Since then, historians have offered various reasons as to why the bombing occurred.
Likely causes from bending of radio beams by British intelligence to accidental or no accident have been proffered.
To date, no evidence has been adduced to corroborate either theory.
However, extracts from surviving Luftwaffe aerial photographs taken in 1940 show that Nazi Germany had acquired detailed knowledge of Dublin city and county and pinpoint with great accuracy the exact locations of military and commercial locations within the Dublin area.
Of particular interest is the detail in photographs showing the Dublin port area and the Liffey dockyard.
In December 1940, when several of these pictures were taken my father, Desmond Mulvany (pictured above) originally from Whitehall in Dublin, was employed in the Liffey dockyard as an electrician degaussing British and allied vessels.

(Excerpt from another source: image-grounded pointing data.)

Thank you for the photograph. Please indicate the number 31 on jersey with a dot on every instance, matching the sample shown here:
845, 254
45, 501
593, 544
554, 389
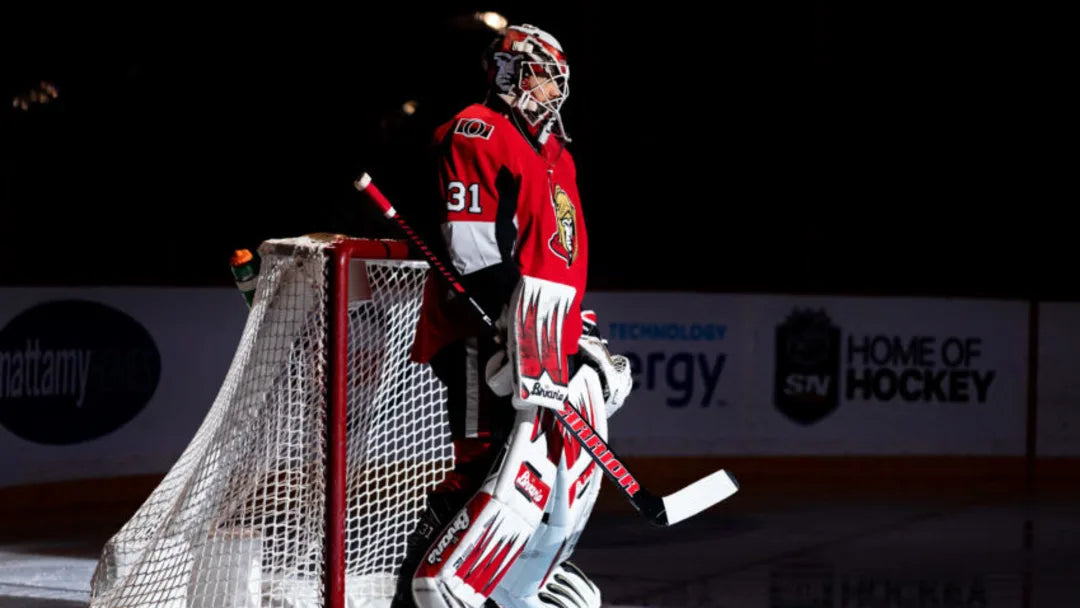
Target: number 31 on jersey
458, 191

He had previously worked as an electrician in the Naval Section of the Cammell Laird Shipyard in Birkenhead.
Following a request by the Irish Government for British assistance he was brought to Dublin on secondment with a Royal Navy intelligence officer to advise the Liffey dockyard staff on the methodology of routing an electric charge through cables that had to be encircled around the hull of ships to demagnetise vessels in order to prevent activation of magnetic mines.
During WWII all sorts of mines were developed and used, sometimes complete minefields were created.

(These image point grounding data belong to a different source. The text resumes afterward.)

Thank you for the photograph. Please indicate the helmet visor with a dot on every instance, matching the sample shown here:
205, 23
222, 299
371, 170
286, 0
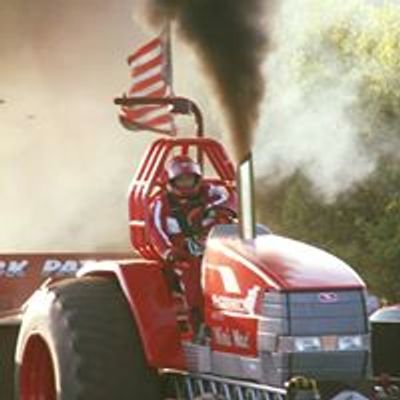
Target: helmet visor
186, 181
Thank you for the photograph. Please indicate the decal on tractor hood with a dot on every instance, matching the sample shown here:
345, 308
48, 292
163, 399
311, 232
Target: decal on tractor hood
243, 305
231, 338
328, 297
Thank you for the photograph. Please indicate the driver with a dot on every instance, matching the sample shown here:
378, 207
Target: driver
181, 219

A particularly deadly variety was the magnetic mine which was engineered by German naval research into torpedo and mine fuses and they successfully developed a magnetic proximity fuse.

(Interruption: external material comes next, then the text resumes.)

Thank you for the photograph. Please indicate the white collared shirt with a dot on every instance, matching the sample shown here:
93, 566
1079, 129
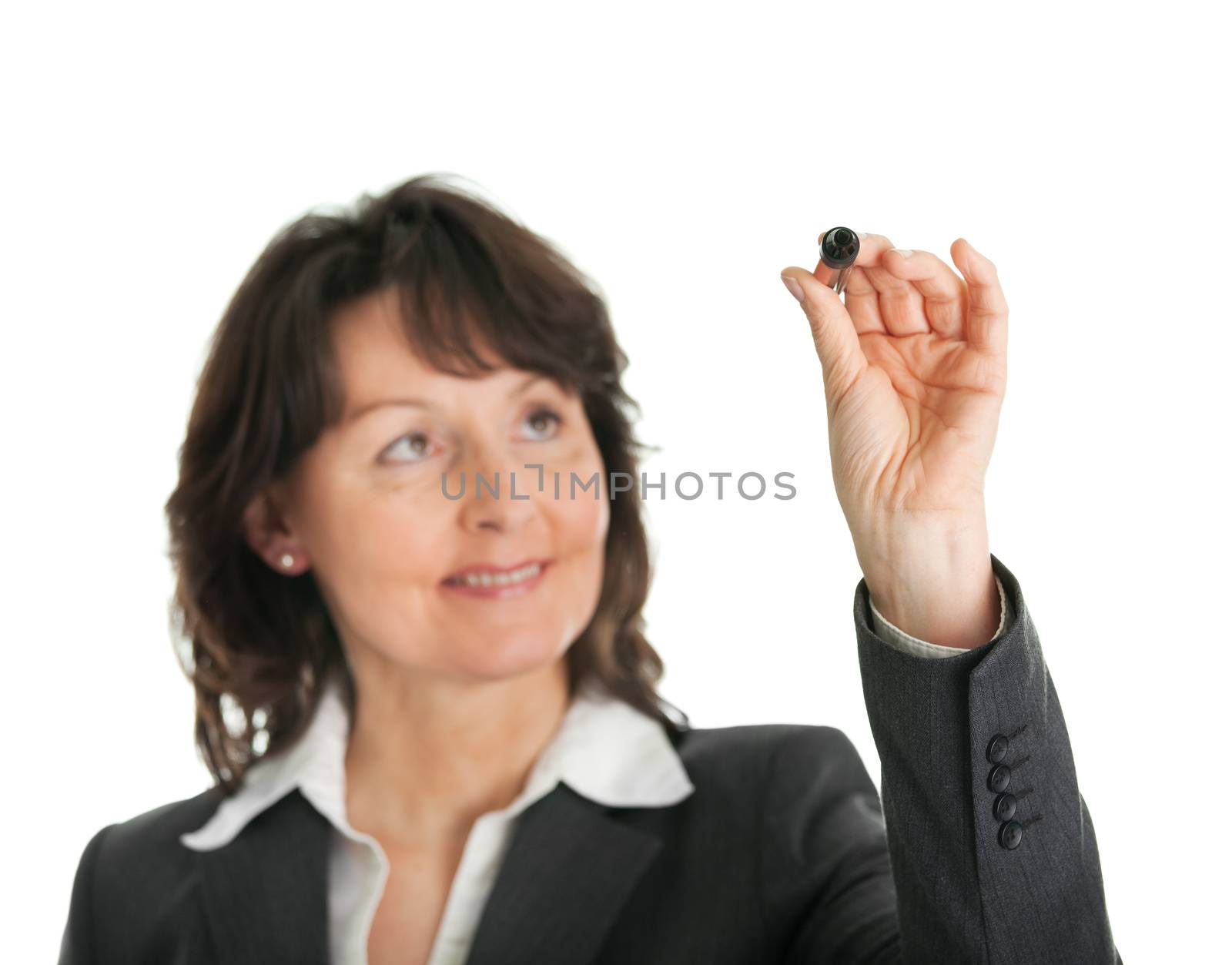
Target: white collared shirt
605, 749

The magnetic mine was based on the principle that when the residual magnetism of a ship distorted the local geomagnetic field of the sensor, it activated the mine’s magnetic needle of the trigger.
One of the countermeasures was the installation of wiping stations which degaussed or demagnetised the ship’s natural magnetic field.
There is also anecdotal family evidence which suggests the German Ambassador to Ireland Eduard Hempel had become aware of what was going on in the Liffey dockyard and had been seen in the dockyard warning staff of the consequences of breaching Irish neutrality.
These aerial photographs prove beyond doubt that Hitler was targeting Irish military locations to explore vulnerabilities.
A view has been expressed that there is no extant evidence which indicates that a German invasion was being planned or imminent and that these images are only surveillance photographs which could be expected from belligerents engaged in military operations against each other.
That opinion is naive in many respects. The Luftwaffe on their flights over Ireland were not taking snaps as souvenirs for some photograph archive back in Germany.
Surveillance images which show the precise locations of military installations and commercial targets have only one purpose in a time of war and that is to seek out and identify the weaknesses and strengths of a predetermined target to overcome defences.
The multiple targeting of various Irish military installations and commercial locations within Dublin city and county by the Nazis had military objectives and it was not only just for surveillance.
Indeed, the amount of detail and precise knowledge that had been accumulated on each location within the Dublin area is very revealing and would suggest the Nazis had already acquired eyes on the ground intelligence from their agents or collaborators operating in Ireland.
It is also instructive to note that by the end of December 1940 Irish flagged neutral vessels had already been attacked and sunk by German aircraft and U-Boats with the loss of merchant seamen from Ireland, the UK, Norway and Argentina.
The North strand bombing of the 31st May 1941 was a plausible deniable Luftwaffe military incursion into Irish sovereign territory, and but for the sacrifice of UK and Allied forces which includes many Irishmen and Irishwomen, Nazi jackboots would have been marching on Dublin streets.
It has been suggested that the Luftwaffe bombing of the North Strand in 1941 was accidental, however it is more likely the German pilots missed their intended target, “THE DUBLIN DOCKS”.
The G2 conclusion re Irish public attitudes at the time may explain why the various reasons for the German bombing of the North Strand were bandied about other than the real military objective by the Germans which was to hit the Liffey Dockyard, and if the bombs went astray then plausible deniability that the bombing was accidental would have more traction with an Irish public unwilling to believe that it could have been intentional.
Interestingly the degaussing of Ships in the Liffey Dockyard ceased following the 1941 German bombing of the North Strand.
In September 1941 my father returned to the UK along with my mother and he took up a position in the Pembroke Dockyard located in Wales for the rest of the War.